The Bond Between Boyfriend & Girlfriend...

Sun Jun 24, 2007, 2:24 PM
  • Mood: Neglect
  • Listening to: nothing
  • Reading: nothing
  • Watching: nothing
  • Playing: .hack//G.U. Vol. 2 Reminisce
  • Eating: nothing
  • Drinking: nothing
What is it about human nature that makes relationships seem so desirable? In my opinion, the bond that is between a boyfriend and girlfriend should be strong enough to withstand a hurricane. Courtship does precede marriage and should be treated as essential practice for marriage. For some people their "girlfriend" is the one night stand they had in the back of the bar last night. For others, like me, it's much, much more meaningful. To me if you become my girlfriend it means you've accomplished a higher level of friendship, greater than that of even a best friend. Someone I can trust, talk to, have fun with and is at the same time trusting, wants to talk to me, and also want to have fun. What happens to the person in a relationship who believes like I do when they break up over a trivial reason, such as not talking enough because of something like marching band? It devastates them, at least it has me. It's been almost six months since my first breakup yet... I can't shake this feeling that I've been cheated or stabbed in the back somehow. She says she's moved on, but... I don't know, maybe it's from being brought up by parents who grew up in the 50-60's when moral values were much greater than they were now in my opinion (towards relationships that is). Now I don't know if I'll ever be able to trust a woman enough to become her "boyfriend" because of the fear that I'll just get burned again. I guess I've just lost faith in human nature. We're such "civilized" creatures aren't we? It seems all human nature cares about is war, propagation, money, and power. I can't grasp why someone would want to end a relationship that lasted more than a year over such a trivial reason. I don't know, I'm not God, I don't know what's going to happen in my life. I just know, I don't want to be burned again.

- swordofdestiny

Well, aren't I not the artist :-/

Thu Jun 8, 2006, 9:04 PM
I joined dA because I really loved 's art.

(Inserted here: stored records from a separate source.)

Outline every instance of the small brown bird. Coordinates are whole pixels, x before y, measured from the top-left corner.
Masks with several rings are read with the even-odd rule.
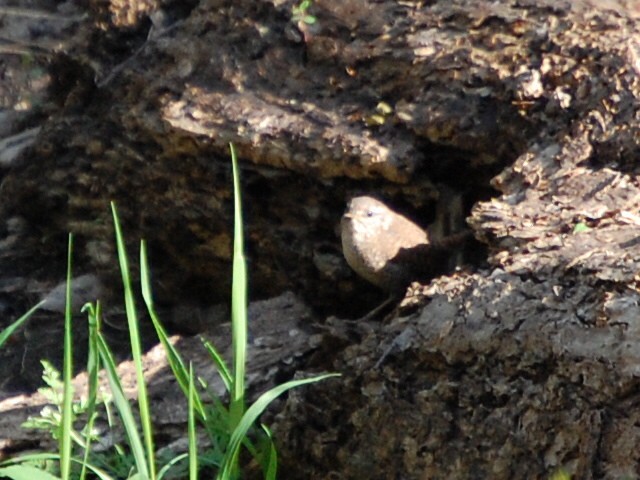
[[[447,251],[469,236],[463,232],[434,242],[425,230],[370,196],[351,199],[341,230],[349,266],[392,297],[402,295],[413,280],[443,273]]]

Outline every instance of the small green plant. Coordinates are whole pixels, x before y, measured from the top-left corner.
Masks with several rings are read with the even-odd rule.
[[[42,380],[47,384],[46,387],[41,387],[38,392],[47,401],[47,405],[42,408],[40,415],[29,417],[22,426],[24,428],[45,430],[48,431],[51,436],[58,439],[60,433],[60,427],[62,425],[62,404],[64,401],[64,382],[61,380],[60,372],[47,360],[42,360]],[[73,402],[72,411],[74,416],[80,416],[87,412],[87,401]],[[91,435],[95,438],[97,432],[87,431],[83,429],[80,432],[80,436],[72,434],[73,440],[79,445],[85,445],[85,439]]]
[[[245,365],[247,349],[247,271],[244,257],[244,239],[242,232],[242,209],[240,195],[240,179],[237,165],[236,152],[233,145],[231,148],[231,163],[233,167],[234,185],[234,205],[235,205],[235,227],[233,246],[233,281],[231,287],[231,325],[232,325],[232,345],[233,364],[229,368],[222,356],[216,351],[213,345],[205,342],[205,348],[211,355],[211,360],[216,366],[230,395],[229,407],[225,407],[219,399],[214,396],[209,397],[212,408],[205,408],[197,390],[190,389],[191,375],[186,368],[175,347],[169,342],[166,331],[158,320],[153,307],[151,288],[149,282],[149,270],[146,259],[146,245],[142,242],[140,249],[140,271],[142,277],[142,295],[147,304],[147,310],[158,334],[158,338],[165,347],[169,365],[174,376],[178,380],[180,387],[187,398],[193,395],[192,406],[194,415],[199,418],[205,430],[209,433],[209,438],[222,453],[221,461],[218,464],[218,480],[230,480],[239,476],[238,455],[240,448],[245,446],[249,453],[259,462],[263,469],[263,475],[267,479],[276,478],[277,460],[275,447],[271,441],[268,431],[263,427],[262,433],[268,440],[264,450],[256,448],[250,438],[250,430],[254,426],[258,417],[267,406],[278,396],[287,390],[305,385],[307,383],[318,382],[320,380],[338,376],[338,374],[326,374],[313,378],[294,380],[263,393],[249,408],[245,407]],[[206,384],[203,385],[206,390]],[[255,432],[254,432],[255,433]]]
[[[303,2],[308,3],[308,2]],[[302,4],[301,4],[302,5]],[[308,4],[307,4],[308,7]],[[305,8],[307,8],[305,7]],[[67,263],[67,290],[65,312],[65,340],[64,363],[62,379],[55,369],[45,367],[45,382],[49,386],[46,390],[48,399],[54,405],[50,410],[43,411],[40,417],[31,420],[31,426],[49,430],[59,442],[59,453],[42,453],[23,455],[10,461],[0,463],[0,476],[4,475],[14,480],[61,478],[83,480],[88,471],[101,480],[127,478],[131,480],[160,480],[167,476],[170,470],[175,471],[180,462],[188,460],[188,474],[191,480],[196,480],[201,466],[216,469],[219,480],[234,480],[240,476],[239,452],[242,447],[262,466],[263,476],[268,480],[276,478],[277,456],[276,449],[269,430],[262,426],[256,428],[255,423],[267,406],[279,395],[291,388],[317,382],[338,374],[325,374],[313,378],[294,380],[263,393],[251,406],[246,407],[245,397],[245,365],[247,349],[247,272],[244,257],[244,243],[242,233],[242,212],[240,201],[240,181],[236,153],[231,146],[231,159],[234,180],[234,256],[232,281],[232,345],[233,361],[229,368],[213,345],[204,342],[204,348],[209,352],[211,361],[217,368],[223,383],[229,393],[229,404],[215,395],[209,394],[203,398],[203,393],[209,392],[207,384],[198,378],[189,365],[187,368],[179,352],[169,342],[167,333],[156,315],[151,292],[150,273],[147,262],[147,249],[144,241],[140,245],[140,276],[141,290],[144,302],[153,322],[160,342],[165,348],[168,363],[182,388],[188,407],[187,434],[189,440],[188,454],[177,455],[164,459],[165,463],[157,470],[153,431],[151,424],[149,399],[144,379],[142,365],[142,351],[137,312],[134,304],[132,282],[130,278],[129,262],[124,245],[124,237],[120,228],[120,221],[115,204],[112,203],[113,221],[115,226],[118,261],[122,273],[126,316],[131,341],[131,352],[136,370],[138,386],[137,412],[125,396],[120,382],[114,356],[101,334],[100,303],[85,305],[83,311],[89,320],[89,356],[87,372],[89,378],[88,397],[81,404],[73,403],[73,388],[71,384],[72,372],[72,337],[71,337],[71,252],[73,237],[69,237],[69,256]],[[14,324],[0,333],[0,346],[13,332],[26,321],[39,307],[31,309]],[[111,390],[110,402],[113,402],[118,417],[124,427],[128,450],[116,445],[111,455],[92,454],[91,444],[95,441],[93,430],[98,405],[98,372],[104,368]],[[199,388],[198,388],[199,387]],[[110,415],[110,402],[102,400],[106,407],[107,416]],[[85,427],[77,432],[74,430],[74,420],[80,413],[87,416]],[[136,421],[136,414],[139,423]],[[209,435],[211,448],[200,453],[196,442],[196,425],[200,424]],[[112,425],[112,422],[110,422]],[[140,428],[142,434],[140,433]],[[255,439],[258,439],[256,442]],[[82,458],[73,455],[74,445],[83,449]],[[57,460],[60,467],[60,477],[49,473],[49,469],[39,468],[33,462],[50,462]],[[31,463],[29,463],[31,462]],[[76,468],[72,468],[75,466]],[[114,477],[113,475],[116,475]]]
[[[552,473],[549,477],[549,480],[571,480],[571,475],[569,475],[566,470],[561,468]]]
[[[309,7],[311,7],[311,0],[302,0],[299,5],[293,7],[291,20],[294,23],[306,23],[307,25],[313,25],[318,21],[314,15],[308,13]]]
[[[585,222],[578,222],[573,227],[574,234],[588,232],[589,230],[591,230],[591,227],[587,225]]]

I try stuff, but I can't do poo. I can't even follow tutorials worth crap, I always mess something up. I can't even follow a freakin tie tutorial... Anyways, at least I have A-Kon tomorrow, and I can still play my trumpet well. I may be good at music and somewhat talented at writing, but not so much at drawing... I can't even draw a freakin bridge.... Maybe my photos from the band banquet will turn out well. Anyways, off to bed so I can go to A-Kon tomorrow. I don't have a costume or anything... Was going to go as the Major from Hellsing, but I didn't have time to make the costume.